# 1st attempt at (low tech) 55gal



## Frau Frankenstein (Jul 22, 2010)

OK OK oK....Ive also been a lurker on this forum for a few months and I gotta tell you guys I'm very impressed with the know how and tips found on here. This place should have existed when I was 9 and had my first big FW tank. Gawd I love the internet.

Anyway I'm trying my hand at some stem plants and its day 3 of my setup and things look OK, but I've never used Excel before or any fertilizer sched. So Im looking to all you fishie nerds for some help.

Ive gotta wait for my human tadpoles to be in bed b/4 getting some pics posted so please be patient.

Setup as of 7-21-10
TANK 55 gal (Ive had it since i was 9 and please bare with the scratched glass)

LIGHTS 3 T5 NO with 6700-10000 on for 4 hrs off for 3 hrs and on again another 4. Iim experimenting with this right now and have really good results with getting rid of GSA.

FILTRATION geriatric magnum 350--still kickin but I have a back ordered new Marineland 530 ---any thoughts on this one Ive never tried a canister filter with media trays, I come from the old school VORTEX diatom era (yes it still runs AND i STILL use it) its still THE best water polisher I can find out there. 
Ocellating powerhead attached to a UG filter-- tank has been up and running for 5 yrs with fish only and I can hear the groans via cyberspace, BUT I just can't tear down and redo right now.

Substrate 2 inches of original pea gravel, 2 inches Eco Complete.

Ferts
Root tabs ONLY from 1-10-10 then just this week started adding NPK and Micros, dabbling in Excel, but Im very conservative about adding an embalming ingredient (Gasp) to my tank.

Hardscape 
I come from a dairyfarm originally and anyone on here who farms knows what rock pickin is.....20 yrs plus of it-- i GOTTA rock pile to make a geologist giddy.
Malaysian hardwood x 2
regular hardwood x 2
Also, grandpa Reggie lives on a lake....so i have a spectacular bog wood curing out on the deck IS THIS SAFE??? will i kill my critters with Minnesota lake wood?? Im tempted to do a very weak bleach dip. and let it cure another week or two with a fresh supply of water.

water changes USED to be once a month, of 15 gal (25%) but Im very nervous about these new plants and that Excel stuff and so now its once a week 5 gals (9%). 
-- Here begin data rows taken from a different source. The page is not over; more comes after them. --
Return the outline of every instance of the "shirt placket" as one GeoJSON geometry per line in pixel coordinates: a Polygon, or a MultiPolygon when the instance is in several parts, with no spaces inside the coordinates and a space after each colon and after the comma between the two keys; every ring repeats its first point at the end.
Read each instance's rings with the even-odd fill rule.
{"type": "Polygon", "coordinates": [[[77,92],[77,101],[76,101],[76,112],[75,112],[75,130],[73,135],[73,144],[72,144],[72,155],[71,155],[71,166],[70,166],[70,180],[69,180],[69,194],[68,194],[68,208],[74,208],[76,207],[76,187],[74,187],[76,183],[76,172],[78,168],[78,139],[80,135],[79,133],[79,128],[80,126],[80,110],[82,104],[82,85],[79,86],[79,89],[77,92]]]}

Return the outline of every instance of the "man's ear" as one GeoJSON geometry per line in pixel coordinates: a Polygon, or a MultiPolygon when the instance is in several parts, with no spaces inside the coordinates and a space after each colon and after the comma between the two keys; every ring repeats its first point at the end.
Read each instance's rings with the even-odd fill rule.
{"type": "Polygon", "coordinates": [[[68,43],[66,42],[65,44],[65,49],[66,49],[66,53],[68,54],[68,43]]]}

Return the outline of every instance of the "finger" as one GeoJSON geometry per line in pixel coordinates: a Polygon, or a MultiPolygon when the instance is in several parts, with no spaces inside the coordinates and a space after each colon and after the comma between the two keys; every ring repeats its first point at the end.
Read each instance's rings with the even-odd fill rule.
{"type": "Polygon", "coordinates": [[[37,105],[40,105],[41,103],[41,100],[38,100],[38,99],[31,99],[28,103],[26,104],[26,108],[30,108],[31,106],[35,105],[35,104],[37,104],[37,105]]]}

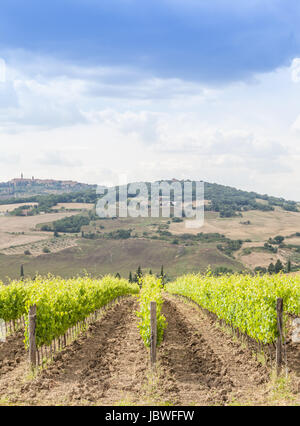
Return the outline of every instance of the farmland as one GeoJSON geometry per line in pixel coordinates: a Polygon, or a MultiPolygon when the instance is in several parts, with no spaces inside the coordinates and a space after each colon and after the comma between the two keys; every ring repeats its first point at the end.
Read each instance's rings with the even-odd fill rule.
{"type": "MultiPolygon", "coordinates": [[[[268,279],[266,277],[266,284],[268,279]]],[[[28,297],[32,302],[36,300],[38,305],[39,344],[43,341],[49,344],[47,339],[51,333],[64,333],[65,326],[72,326],[71,317],[60,315],[61,309],[66,309],[61,305],[61,308],[55,310],[56,320],[51,322],[51,327],[41,327],[45,321],[48,323],[46,320],[48,311],[50,312],[56,303],[80,303],[80,300],[83,302],[86,297],[93,300],[94,291],[98,286],[101,290],[103,284],[112,285],[114,291],[123,291],[124,287],[125,294],[126,291],[138,292],[137,286],[130,290],[130,285],[126,284],[125,280],[108,277],[103,284],[88,277],[76,280],[78,288],[72,286],[71,281],[62,281],[57,277],[44,280],[38,278],[36,282],[25,283],[25,291],[29,292],[28,297]],[[54,298],[49,297],[47,283],[52,288],[50,293],[55,296],[54,298]],[[89,289],[87,293],[82,292],[85,287],[89,289]],[[65,292],[70,296],[78,292],[81,299],[72,297],[65,299],[65,292]],[[39,294],[37,299],[35,294],[39,294]],[[70,320],[71,322],[67,324],[66,321],[70,320]]],[[[280,281],[280,277],[278,280],[280,281]]],[[[144,315],[147,316],[149,313],[142,310],[143,314],[137,315],[137,311],[143,306],[142,300],[146,301],[150,295],[149,290],[156,294],[159,286],[156,287],[153,276],[146,277],[146,281],[145,293],[142,293],[142,287],[141,298],[137,299],[137,295],[133,294],[103,308],[100,315],[89,322],[87,329],[81,329],[78,334],[77,327],[75,336],[73,333],[67,334],[65,341],[67,345],[62,345],[62,341],[57,340],[56,344],[62,346],[58,352],[59,346],[56,346],[52,362],[45,361],[44,368],[37,370],[35,374],[29,373],[28,355],[23,343],[24,330],[9,336],[6,343],[0,343],[0,404],[84,406],[300,404],[297,391],[300,364],[296,344],[291,344],[288,340],[290,382],[285,384],[284,392],[281,392],[276,380],[270,379],[272,369],[269,361],[263,361],[261,354],[253,352],[253,346],[248,346],[241,338],[237,339],[230,328],[220,327],[196,305],[166,292],[162,293],[161,299],[161,313],[165,318],[165,326],[157,348],[157,367],[155,372],[151,370],[147,344],[144,344],[139,333],[139,329],[143,333],[143,329],[139,327],[139,319],[148,321],[144,315]],[[73,337],[69,341],[70,336],[73,337]]],[[[296,282],[298,283],[299,279],[296,282]]],[[[23,291],[18,283],[13,285],[23,291]]],[[[297,288],[296,284],[296,291],[297,288]]],[[[9,297],[7,291],[9,289],[4,290],[2,301],[3,298],[9,297]]],[[[104,296],[105,293],[100,294],[104,296]]],[[[112,293],[109,297],[113,297],[112,293]]],[[[150,299],[153,297],[157,296],[152,294],[150,299]]],[[[22,299],[19,300],[21,302],[22,299]]],[[[285,299],[285,302],[288,306],[288,299],[285,299]]],[[[19,306],[22,308],[22,303],[19,306]]],[[[89,309],[93,309],[92,305],[89,307],[86,303],[82,304],[82,308],[87,311],[84,313],[81,310],[72,310],[73,314],[77,312],[76,315],[81,315],[79,312],[82,312],[83,315],[87,315],[89,309]]],[[[275,311],[275,307],[273,310],[275,311]]],[[[6,309],[5,312],[2,315],[9,318],[9,312],[13,311],[6,309]]],[[[21,313],[22,309],[17,315],[21,313]]],[[[147,341],[148,339],[146,343],[147,341]]],[[[43,353],[45,357],[47,351],[44,349],[43,353]]],[[[283,390],[282,385],[281,389],[283,390]]]]}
Water parameters TODAY via Quick Dip test strip
Nitrates < 20
Nitrite 0
GH 150
KH 80
pH 7.2

Green Critters

purchased 1-10-10
Cryp wendti -- thriving--anybody need some???
Tripical hornwart -- filler plant, but I find its a really good indicator of need for ferts.
Anubas from lfs (maybe nanna petite?) 

hitchhiker plants of questionable pedigree 
is there a "micro" java?? I have a bunch now
some sort of java fern possibly a christmas fern.

Purchased 7-15-10
Hygrophilia angustifolia
Rotala Indica
Spiralis
Hygro Temple, Narrow Leaf 
Java Fern 
unknown mystery plant that came bright red, and day 3 leaves are dropping and turning yellow--so sad.

Swimming Critters

10 Australian threadfin Rainbows
5 ass FEMALE ONLY platties--- I find that if I buy them immature and small then I have no problems with hyper reproduction.
1 female American Flag fish (gotta trade her in for another immature one, shes not doing her algea munching job)
Mated pair Pearl Groumies
1 Pygmy pleco--(nicknamed grumpy by the Two year old)
2 corys ( Steve and Carl---also the two yr old's favorite)
gabillion red ramshorn snail..."mate like rabbits'"more like mate like snails.

Ive had my eye on some Rose line sharks for a while, but Im very attached to current critter population and don't really need to stock heavily.
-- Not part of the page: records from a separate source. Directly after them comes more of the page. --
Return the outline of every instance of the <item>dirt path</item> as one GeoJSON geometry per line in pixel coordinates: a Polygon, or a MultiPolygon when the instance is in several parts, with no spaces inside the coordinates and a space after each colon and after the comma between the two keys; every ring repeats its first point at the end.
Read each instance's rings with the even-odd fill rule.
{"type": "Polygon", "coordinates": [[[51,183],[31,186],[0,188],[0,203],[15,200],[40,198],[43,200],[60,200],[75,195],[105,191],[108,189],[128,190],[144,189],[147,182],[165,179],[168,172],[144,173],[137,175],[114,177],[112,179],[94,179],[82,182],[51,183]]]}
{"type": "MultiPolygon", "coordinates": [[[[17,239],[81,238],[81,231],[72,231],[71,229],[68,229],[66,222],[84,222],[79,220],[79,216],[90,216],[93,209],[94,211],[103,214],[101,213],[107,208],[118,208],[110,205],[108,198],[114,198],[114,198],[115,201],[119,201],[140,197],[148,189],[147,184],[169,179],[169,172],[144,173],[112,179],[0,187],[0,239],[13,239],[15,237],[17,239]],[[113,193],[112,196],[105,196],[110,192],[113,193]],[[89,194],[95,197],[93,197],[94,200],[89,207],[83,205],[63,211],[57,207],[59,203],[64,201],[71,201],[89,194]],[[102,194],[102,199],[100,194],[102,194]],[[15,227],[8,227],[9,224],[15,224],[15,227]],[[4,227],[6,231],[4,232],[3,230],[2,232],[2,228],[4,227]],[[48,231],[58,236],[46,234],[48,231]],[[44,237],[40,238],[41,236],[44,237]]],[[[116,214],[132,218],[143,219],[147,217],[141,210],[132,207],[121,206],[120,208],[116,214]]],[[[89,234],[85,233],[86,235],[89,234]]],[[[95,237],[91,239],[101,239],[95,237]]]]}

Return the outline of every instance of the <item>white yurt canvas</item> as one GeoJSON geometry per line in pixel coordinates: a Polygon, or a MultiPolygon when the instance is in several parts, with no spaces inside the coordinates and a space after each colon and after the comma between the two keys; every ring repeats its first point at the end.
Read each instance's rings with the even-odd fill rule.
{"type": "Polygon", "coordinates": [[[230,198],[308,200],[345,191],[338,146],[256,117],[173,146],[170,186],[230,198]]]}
Hopefully tonight hubbie and I can take some tank shots and get them posted.
I would love to get input on this tank....If I get good at navigation this site I might try and put it on the "tank journal" thingie.

Anybody..
AM I DOING ANYTHING WRONG???
this is my major stress relieving hobby and has been for 20 plus yrs and Id be absolutely crushed if it became a disaster. Not to mention having to eat crow with super smart brainiac husband around.

I dont have the time for the CO2 injection thing, my family is ultimately the limiting factor in this hobby right now and this tank must remain LOW TECH.
This is also a philosophical thing with me...ideally I'd have a tank that would mimic nature without fertilizers, and just the massive water changes but, for now Im somewhere in between.

All for now
Frau.


----------



## jwm5 (May 9, 2010)

so far so good I would say. I am not familiar with the Rose line sharks, but I have two rainbow sharks and they are aggressive/territorial, so be aware of the typical behavior of the shark you mentioned before you put something in that may bully your other fish.
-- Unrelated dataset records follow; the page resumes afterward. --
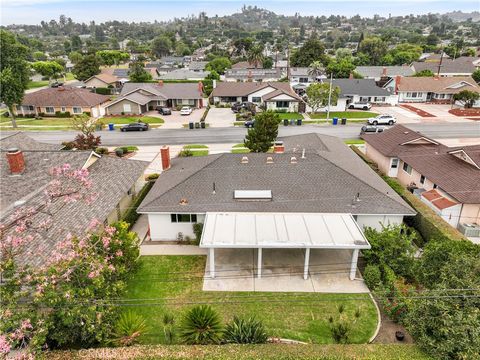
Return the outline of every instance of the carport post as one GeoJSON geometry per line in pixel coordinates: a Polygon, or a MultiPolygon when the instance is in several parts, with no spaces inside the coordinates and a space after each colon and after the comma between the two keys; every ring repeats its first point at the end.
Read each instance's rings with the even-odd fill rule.
{"type": "Polygon", "coordinates": [[[210,277],[215,279],[215,249],[210,248],[208,249],[209,255],[208,258],[210,260],[210,277]]]}
{"type": "Polygon", "coordinates": [[[350,267],[350,280],[355,280],[355,274],[357,272],[357,260],[358,260],[358,249],[353,250],[352,254],[352,266],[350,267]]]}
{"type": "Polygon", "coordinates": [[[305,266],[303,268],[303,279],[308,279],[308,262],[310,261],[310,248],[305,249],[305,266]]]}
{"type": "Polygon", "coordinates": [[[262,277],[262,248],[258,248],[257,268],[257,277],[260,279],[262,277]]]}

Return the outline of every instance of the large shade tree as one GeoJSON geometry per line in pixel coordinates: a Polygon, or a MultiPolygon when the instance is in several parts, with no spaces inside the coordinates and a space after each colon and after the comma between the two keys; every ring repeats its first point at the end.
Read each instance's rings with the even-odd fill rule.
{"type": "Polygon", "coordinates": [[[29,82],[29,49],[5,30],[0,30],[0,49],[0,102],[7,105],[12,126],[16,128],[13,107],[22,103],[29,82]]]}

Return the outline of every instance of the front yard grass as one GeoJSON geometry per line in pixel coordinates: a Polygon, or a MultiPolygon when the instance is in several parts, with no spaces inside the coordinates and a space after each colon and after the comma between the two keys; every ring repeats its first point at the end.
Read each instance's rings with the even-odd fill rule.
{"type": "Polygon", "coordinates": [[[144,344],[165,343],[162,319],[165,313],[175,323],[187,309],[210,303],[224,322],[237,316],[262,320],[269,336],[331,344],[329,317],[340,317],[351,327],[350,342],[366,343],[377,325],[377,313],[368,294],[204,292],[204,256],[142,256],[139,268],[127,284],[124,311],[134,311],[149,326],[144,344]],[[143,300],[139,300],[143,299],[143,300]],[[340,315],[338,307],[343,304],[340,315]],[[354,316],[359,310],[360,317],[354,316]]]}
{"type": "MultiPolygon", "coordinates": [[[[327,113],[310,113],[308,114],[312,119],[326,119],[327,113]]],[[[333,111],[330,113],[330,118],[337,117],[339,119],[366,119],[369,117],[377,116],[377,113],[370,111],[333,111]]]]}

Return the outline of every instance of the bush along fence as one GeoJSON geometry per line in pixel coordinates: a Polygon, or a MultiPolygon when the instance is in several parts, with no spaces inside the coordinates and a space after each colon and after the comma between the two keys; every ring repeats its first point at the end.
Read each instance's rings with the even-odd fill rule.
{"type": "Polygon", "coordinates": [[[452,240],[467,240],[457,229],[447,224],[440,216],[438,216],[428,205],[424,204],[419,198],[409,192],[397,180],[383,174],[377,164],[365,156],[356,146],[350,147],[358,156],[360,156],[383,180],[397,192],[403,200],[405,200],[411,207],[415,209],[417,215],[405,218],[405,223],[414,227],[423,241],[417,243],[423,246],[425,242],[432,239],[452,239],[452,240]]]}

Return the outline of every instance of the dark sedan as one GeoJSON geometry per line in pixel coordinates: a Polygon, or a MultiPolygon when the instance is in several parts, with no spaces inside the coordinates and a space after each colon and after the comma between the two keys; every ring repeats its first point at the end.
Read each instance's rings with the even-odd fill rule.
{"type": "Polygon", "coordinates": [[[163,106],[158,106],[157,111],[161,115],[172,115],[172,110],[163,106]]]}
{"type": "Polygon", "coordinates": [[[147,131],[148,130],[148,124],[138,122],[138,123],[130,123],[127,125],[123,125],[120,128],[121,131],[147,131]]]}

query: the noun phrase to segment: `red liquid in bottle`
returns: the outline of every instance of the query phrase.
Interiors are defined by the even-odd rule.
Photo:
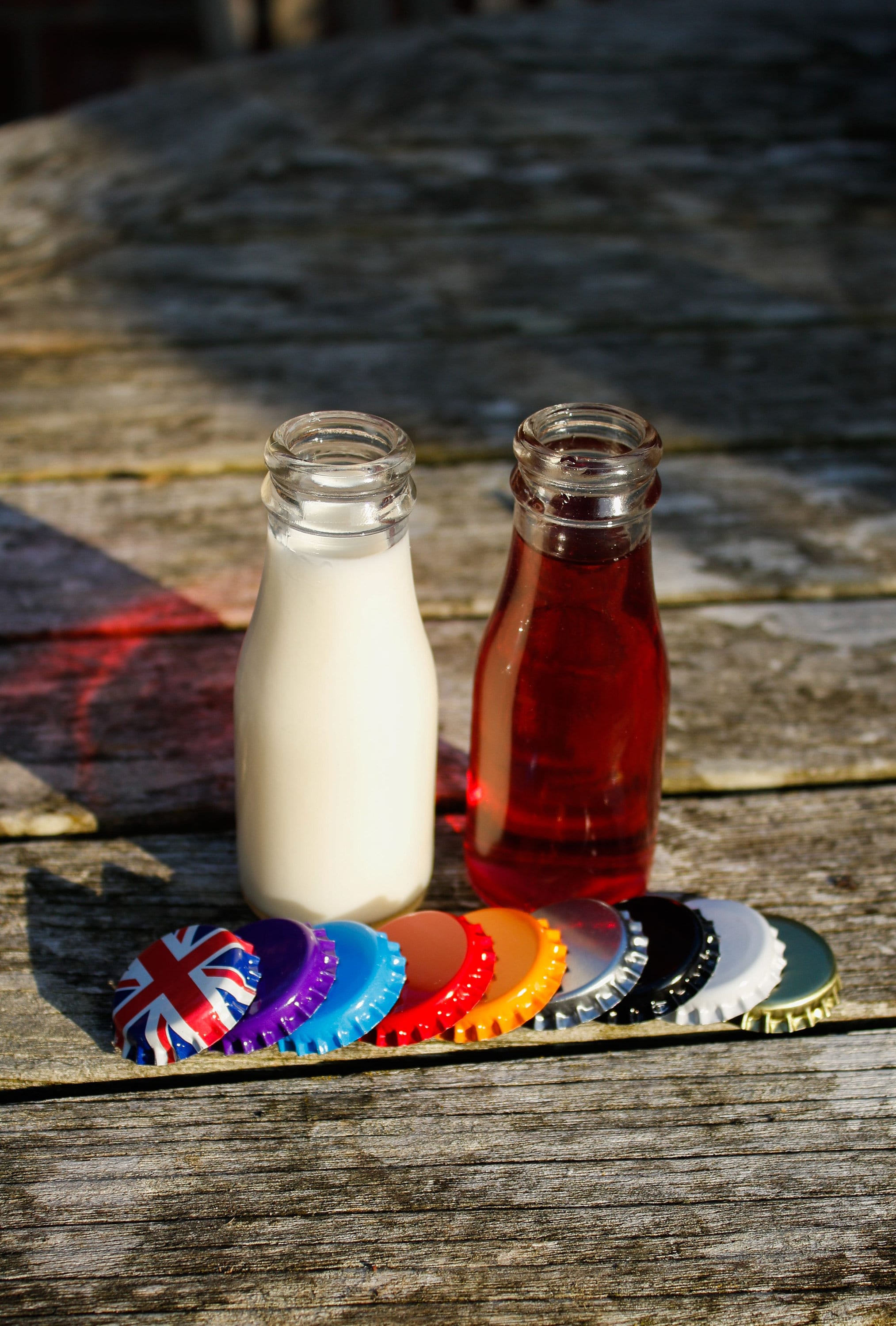
[[[649,540],[586,562],[514,530],[473,691],[465,854],[480,898],[532,911],[645,890],[667,708]]]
also be careful with the bleach and the driftwood, you wouldn't want any traces leeching back into your tank.


----------



## seadreamer (May 6, 2007)

Human tadpoles...LOL! I love that.


----------



## lauraleellbp (Feb 3, 2008)

Sounds like a good setup to me!

If your new driftwood will fit in the dishwasher, I've found that running it through there with no chemicals on the "sanitize" cycle is really easy and effective for cleaning, tannin stripping, and helping waterlog driftwood.

I'd add some more Cories to your tank- you've got room for them, and Cories do best kept in schools. I'd get around 5 or so, personally.


----------



## Frau Frankenstein (Jul 22, 2010)

Whew!!! thanks fellow fish nerds!!!! 

Lauralee--- thanks for the dishwasher tip, i already do that with plastic kid toys to my anal mommy friend's dismay How manny cycles do you think id need to get it fully water logged??? its been in a covered tub for about a week and still not logged---but very smelly. so i changed the water out this morning and am peeking in on it every day or so.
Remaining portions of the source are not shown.